Девочка вжимает голову в плечи. У бабы Фроси все проклятые: и козёл, и она, и соседский гусь, и Степан Белов, которого все зовут Тюсей.

– И он сказал тебе чой-ли что? – насмешливо интересуется баба Фрося, привязывая козла к стене, куда вбит колышек. – Сказал?! Солдат-то твой на снимке сказал?

Девчоночка кидает на неё взгляд, переполненный такою пламенною верой, что баба Фрося начинает колыхаться от смеха. Колышется она вся целиком: и ее щеки, и нос картошкой, и обвислые бока, и даже подол длинной грязно-зеленой юбки.

– Ну, говори, говори со фотохрафией-то…

Снова скрипит, отворяясь, дверь.

– Ну, Петровна, где твой подкидыш? – в комнатку просовывается худое вытянутое лицо, и два маленьких острых глаза начинают шнырять по углам в поисках «подкидыша».

– А вона где. Со фотохрафией говорит.

Дверь приоткрывается чуть шире, и в комнату проскальзывает угловатая женщина, с непропорционально длинными руками, которые доходят ей почти до колен, и большими оттопыренными ушами на лысой голове.

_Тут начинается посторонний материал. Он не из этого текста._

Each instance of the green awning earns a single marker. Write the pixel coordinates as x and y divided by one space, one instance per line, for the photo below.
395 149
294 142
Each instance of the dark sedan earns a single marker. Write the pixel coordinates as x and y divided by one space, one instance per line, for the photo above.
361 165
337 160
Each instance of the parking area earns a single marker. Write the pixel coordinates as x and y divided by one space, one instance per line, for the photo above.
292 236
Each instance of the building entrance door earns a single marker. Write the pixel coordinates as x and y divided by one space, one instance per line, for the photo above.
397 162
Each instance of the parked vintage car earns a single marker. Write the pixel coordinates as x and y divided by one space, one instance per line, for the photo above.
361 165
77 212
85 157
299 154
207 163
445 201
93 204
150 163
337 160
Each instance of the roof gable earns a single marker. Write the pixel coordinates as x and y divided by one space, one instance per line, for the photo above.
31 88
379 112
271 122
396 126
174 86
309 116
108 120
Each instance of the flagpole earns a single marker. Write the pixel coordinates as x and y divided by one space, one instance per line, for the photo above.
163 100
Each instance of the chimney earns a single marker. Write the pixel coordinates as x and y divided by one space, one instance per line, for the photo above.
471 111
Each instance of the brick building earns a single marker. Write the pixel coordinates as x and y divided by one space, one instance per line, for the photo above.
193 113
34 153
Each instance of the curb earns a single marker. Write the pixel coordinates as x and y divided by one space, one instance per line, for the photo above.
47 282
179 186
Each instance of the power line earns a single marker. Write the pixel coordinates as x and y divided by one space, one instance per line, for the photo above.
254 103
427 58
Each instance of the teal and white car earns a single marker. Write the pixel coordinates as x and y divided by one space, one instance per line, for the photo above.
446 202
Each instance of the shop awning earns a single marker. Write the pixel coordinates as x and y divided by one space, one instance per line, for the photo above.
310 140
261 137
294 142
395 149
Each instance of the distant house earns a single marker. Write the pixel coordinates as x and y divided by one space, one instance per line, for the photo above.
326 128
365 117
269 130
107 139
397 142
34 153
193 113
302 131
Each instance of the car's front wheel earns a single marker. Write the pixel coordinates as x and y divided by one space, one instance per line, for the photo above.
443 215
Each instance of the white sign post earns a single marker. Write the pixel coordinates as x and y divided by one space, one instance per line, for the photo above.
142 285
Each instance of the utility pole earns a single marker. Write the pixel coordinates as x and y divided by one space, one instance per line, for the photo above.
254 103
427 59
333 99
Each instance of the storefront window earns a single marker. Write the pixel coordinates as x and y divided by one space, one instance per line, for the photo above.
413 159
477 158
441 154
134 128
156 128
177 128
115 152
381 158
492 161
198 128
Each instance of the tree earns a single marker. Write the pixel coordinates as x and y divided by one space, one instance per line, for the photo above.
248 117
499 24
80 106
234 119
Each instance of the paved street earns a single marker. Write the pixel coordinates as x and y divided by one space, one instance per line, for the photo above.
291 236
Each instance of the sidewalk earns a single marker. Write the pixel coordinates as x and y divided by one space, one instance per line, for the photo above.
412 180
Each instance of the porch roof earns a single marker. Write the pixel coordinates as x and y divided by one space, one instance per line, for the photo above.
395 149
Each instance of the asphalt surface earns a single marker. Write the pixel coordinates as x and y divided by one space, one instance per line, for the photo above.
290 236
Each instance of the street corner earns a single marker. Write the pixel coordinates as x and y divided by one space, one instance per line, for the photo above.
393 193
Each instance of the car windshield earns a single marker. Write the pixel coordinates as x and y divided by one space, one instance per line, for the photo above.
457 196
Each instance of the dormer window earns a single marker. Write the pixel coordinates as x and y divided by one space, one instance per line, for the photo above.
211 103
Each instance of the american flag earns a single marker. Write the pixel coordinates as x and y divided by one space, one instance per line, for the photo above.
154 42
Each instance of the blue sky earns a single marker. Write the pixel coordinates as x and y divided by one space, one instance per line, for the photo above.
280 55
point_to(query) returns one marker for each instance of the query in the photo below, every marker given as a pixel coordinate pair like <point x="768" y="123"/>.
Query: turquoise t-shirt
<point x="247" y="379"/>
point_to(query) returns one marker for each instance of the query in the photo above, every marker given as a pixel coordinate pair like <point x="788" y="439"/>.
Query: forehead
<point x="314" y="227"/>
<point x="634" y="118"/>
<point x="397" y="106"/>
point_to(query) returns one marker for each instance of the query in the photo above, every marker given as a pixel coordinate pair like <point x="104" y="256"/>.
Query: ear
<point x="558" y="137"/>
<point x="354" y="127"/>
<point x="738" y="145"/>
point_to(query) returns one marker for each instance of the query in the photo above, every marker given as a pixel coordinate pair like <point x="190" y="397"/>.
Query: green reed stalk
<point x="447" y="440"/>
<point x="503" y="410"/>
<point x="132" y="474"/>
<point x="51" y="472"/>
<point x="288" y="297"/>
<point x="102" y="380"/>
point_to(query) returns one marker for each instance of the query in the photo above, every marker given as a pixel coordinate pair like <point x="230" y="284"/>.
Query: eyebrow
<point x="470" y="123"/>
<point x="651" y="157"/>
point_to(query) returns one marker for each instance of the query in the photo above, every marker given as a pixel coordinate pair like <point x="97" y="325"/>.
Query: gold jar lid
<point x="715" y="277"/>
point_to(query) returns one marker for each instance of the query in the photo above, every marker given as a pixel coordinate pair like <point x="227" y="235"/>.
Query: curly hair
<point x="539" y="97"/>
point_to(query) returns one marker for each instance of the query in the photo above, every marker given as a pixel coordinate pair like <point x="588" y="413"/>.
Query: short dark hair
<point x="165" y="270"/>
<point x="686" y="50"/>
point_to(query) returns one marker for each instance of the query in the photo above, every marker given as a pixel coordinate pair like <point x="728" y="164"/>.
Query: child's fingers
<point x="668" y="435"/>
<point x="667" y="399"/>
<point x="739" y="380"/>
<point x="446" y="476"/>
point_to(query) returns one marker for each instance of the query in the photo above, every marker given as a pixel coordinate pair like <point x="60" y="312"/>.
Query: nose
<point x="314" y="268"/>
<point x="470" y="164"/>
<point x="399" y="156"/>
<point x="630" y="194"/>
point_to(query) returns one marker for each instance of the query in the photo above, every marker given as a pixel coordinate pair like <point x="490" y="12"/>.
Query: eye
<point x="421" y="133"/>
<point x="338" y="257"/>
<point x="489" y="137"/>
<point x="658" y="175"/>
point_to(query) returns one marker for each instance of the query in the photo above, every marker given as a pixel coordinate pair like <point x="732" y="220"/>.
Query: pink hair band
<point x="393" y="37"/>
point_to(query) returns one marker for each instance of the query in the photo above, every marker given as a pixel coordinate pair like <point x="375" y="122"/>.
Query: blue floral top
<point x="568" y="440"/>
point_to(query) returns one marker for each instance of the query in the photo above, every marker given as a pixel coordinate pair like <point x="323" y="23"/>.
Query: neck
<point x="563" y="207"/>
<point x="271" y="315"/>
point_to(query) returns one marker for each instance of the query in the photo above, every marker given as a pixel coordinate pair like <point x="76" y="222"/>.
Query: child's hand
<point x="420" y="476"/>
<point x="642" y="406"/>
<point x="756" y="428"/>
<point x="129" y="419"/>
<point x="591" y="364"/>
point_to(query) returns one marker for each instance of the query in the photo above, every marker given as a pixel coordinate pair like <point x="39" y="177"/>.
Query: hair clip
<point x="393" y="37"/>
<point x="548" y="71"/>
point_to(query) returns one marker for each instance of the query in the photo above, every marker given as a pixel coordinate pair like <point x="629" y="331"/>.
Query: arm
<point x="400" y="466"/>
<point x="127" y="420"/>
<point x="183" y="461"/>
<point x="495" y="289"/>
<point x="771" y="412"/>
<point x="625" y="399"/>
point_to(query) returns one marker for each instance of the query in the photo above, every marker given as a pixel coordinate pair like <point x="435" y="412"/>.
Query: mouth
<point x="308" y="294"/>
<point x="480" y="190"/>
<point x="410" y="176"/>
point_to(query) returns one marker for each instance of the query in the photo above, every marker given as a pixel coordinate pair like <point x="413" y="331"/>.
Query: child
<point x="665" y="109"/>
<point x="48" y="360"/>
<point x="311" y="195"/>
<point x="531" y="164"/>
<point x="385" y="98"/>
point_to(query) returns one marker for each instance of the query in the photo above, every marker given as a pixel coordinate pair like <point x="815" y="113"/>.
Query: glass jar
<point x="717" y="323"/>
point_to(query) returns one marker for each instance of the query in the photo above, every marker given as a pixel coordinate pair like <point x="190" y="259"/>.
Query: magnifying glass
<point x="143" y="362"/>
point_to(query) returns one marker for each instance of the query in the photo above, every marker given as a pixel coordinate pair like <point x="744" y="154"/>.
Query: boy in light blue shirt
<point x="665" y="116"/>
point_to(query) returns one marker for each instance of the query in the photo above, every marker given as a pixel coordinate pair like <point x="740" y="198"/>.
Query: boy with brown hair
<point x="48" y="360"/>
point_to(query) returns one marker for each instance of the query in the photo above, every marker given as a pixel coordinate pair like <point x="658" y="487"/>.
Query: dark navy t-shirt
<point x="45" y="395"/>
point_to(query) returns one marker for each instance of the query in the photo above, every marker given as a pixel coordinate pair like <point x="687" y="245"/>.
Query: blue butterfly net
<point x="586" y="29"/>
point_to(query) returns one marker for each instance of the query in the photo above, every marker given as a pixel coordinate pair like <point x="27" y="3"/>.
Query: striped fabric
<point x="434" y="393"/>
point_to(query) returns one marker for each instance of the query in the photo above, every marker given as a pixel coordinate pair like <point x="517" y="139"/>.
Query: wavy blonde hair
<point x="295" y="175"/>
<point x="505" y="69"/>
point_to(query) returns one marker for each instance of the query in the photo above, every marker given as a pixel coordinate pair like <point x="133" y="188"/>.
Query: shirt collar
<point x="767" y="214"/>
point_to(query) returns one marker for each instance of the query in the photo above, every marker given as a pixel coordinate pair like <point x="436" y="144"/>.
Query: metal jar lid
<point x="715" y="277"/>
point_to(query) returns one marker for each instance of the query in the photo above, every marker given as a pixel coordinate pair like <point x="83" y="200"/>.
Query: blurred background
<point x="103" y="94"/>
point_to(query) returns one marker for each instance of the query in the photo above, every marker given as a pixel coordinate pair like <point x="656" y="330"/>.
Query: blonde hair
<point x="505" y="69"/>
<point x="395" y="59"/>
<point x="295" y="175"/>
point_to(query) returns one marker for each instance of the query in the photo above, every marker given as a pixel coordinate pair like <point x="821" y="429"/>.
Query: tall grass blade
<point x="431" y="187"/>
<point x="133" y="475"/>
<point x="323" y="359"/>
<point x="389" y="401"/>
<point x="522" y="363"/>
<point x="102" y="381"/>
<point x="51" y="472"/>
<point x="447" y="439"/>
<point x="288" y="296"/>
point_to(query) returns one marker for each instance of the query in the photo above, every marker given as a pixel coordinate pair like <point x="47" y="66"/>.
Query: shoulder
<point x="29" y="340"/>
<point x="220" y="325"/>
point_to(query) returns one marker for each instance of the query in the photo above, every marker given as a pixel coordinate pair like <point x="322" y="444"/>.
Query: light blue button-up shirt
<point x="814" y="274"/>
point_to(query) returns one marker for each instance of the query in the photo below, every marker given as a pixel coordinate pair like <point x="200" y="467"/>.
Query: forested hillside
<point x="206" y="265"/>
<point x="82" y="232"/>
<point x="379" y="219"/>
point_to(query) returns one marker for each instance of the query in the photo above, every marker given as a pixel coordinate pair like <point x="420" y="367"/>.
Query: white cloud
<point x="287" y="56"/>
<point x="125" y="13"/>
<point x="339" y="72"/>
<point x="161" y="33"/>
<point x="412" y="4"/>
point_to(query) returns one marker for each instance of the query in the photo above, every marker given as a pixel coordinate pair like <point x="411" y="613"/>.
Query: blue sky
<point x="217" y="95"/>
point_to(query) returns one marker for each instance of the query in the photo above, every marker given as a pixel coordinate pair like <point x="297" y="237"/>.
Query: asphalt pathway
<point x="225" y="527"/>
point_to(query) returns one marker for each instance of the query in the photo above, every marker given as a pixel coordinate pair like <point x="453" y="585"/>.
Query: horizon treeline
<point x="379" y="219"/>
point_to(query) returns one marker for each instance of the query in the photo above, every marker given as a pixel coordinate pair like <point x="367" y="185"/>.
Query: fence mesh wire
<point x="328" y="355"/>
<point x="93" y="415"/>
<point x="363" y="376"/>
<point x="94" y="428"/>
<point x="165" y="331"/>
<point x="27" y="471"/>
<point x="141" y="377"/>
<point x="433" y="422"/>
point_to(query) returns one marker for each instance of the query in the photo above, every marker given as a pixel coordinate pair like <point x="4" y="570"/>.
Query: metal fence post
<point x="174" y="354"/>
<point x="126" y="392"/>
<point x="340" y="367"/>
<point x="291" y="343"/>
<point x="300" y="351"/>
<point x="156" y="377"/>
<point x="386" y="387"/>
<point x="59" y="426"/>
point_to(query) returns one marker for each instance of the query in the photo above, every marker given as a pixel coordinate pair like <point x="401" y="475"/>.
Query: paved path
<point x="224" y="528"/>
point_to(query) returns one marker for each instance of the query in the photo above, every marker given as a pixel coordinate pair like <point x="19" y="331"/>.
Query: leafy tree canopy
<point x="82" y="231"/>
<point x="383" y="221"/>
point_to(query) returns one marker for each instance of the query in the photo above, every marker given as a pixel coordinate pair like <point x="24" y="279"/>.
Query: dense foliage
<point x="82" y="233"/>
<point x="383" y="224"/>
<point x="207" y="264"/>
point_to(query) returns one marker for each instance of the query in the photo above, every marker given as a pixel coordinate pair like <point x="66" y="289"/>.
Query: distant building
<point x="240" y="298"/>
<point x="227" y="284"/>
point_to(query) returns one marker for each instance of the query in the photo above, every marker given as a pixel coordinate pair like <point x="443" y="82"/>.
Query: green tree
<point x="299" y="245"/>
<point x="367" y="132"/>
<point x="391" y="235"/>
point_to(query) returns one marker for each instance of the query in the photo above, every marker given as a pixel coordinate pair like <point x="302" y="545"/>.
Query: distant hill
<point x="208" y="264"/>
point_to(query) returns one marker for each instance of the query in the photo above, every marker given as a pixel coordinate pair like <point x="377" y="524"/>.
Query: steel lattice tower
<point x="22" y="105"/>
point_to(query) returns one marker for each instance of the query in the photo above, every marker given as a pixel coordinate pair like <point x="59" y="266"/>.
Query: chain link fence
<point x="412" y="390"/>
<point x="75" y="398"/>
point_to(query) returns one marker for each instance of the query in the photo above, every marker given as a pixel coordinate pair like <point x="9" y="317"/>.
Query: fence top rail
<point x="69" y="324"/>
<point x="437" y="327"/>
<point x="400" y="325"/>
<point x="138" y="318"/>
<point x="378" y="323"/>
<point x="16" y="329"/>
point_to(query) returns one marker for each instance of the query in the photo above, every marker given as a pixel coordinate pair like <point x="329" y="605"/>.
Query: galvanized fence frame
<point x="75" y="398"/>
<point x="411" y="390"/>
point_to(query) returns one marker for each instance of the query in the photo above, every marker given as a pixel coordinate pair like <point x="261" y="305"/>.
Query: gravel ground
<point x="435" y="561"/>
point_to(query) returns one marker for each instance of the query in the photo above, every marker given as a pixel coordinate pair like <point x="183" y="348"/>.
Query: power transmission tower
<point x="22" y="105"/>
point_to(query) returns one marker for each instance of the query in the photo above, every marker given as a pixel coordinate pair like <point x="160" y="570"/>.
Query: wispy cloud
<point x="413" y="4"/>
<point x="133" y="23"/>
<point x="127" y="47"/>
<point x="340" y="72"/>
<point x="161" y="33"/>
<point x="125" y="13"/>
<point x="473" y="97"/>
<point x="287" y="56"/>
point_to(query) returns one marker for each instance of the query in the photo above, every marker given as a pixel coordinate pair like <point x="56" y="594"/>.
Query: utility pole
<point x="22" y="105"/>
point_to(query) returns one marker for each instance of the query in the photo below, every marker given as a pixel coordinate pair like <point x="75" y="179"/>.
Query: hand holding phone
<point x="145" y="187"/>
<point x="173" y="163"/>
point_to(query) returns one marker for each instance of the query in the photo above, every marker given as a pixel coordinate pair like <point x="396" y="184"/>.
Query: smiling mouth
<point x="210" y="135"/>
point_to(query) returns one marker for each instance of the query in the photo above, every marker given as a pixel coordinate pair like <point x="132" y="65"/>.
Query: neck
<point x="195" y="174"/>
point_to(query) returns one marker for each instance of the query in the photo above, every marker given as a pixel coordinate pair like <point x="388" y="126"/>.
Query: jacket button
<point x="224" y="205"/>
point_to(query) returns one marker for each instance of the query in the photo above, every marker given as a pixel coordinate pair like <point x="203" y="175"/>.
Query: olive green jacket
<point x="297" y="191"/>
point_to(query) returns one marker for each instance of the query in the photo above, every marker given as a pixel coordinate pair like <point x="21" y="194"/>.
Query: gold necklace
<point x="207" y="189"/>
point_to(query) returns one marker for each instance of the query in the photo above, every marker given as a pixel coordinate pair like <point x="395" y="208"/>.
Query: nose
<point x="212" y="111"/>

– Откуда только взялась у тебя энта фотохрафия? – спрашивает она, воровато оглядываясь по сторонам.

– Тюсей притащил откуда-то, на стену повесил и приказал не трогать. Тьфу, старый дурак! Знать бы еще, хто на ней…

– А где Тюсей-то? – спрашивает длиннорукая и шарит взглядом под лавкой, надеясь отыскать его там.

– Да шатается где-то, что с убогого взять?

– Убогий, убогий… – как бы сочувственно качает головой тощая женщина, и обе они замолкают.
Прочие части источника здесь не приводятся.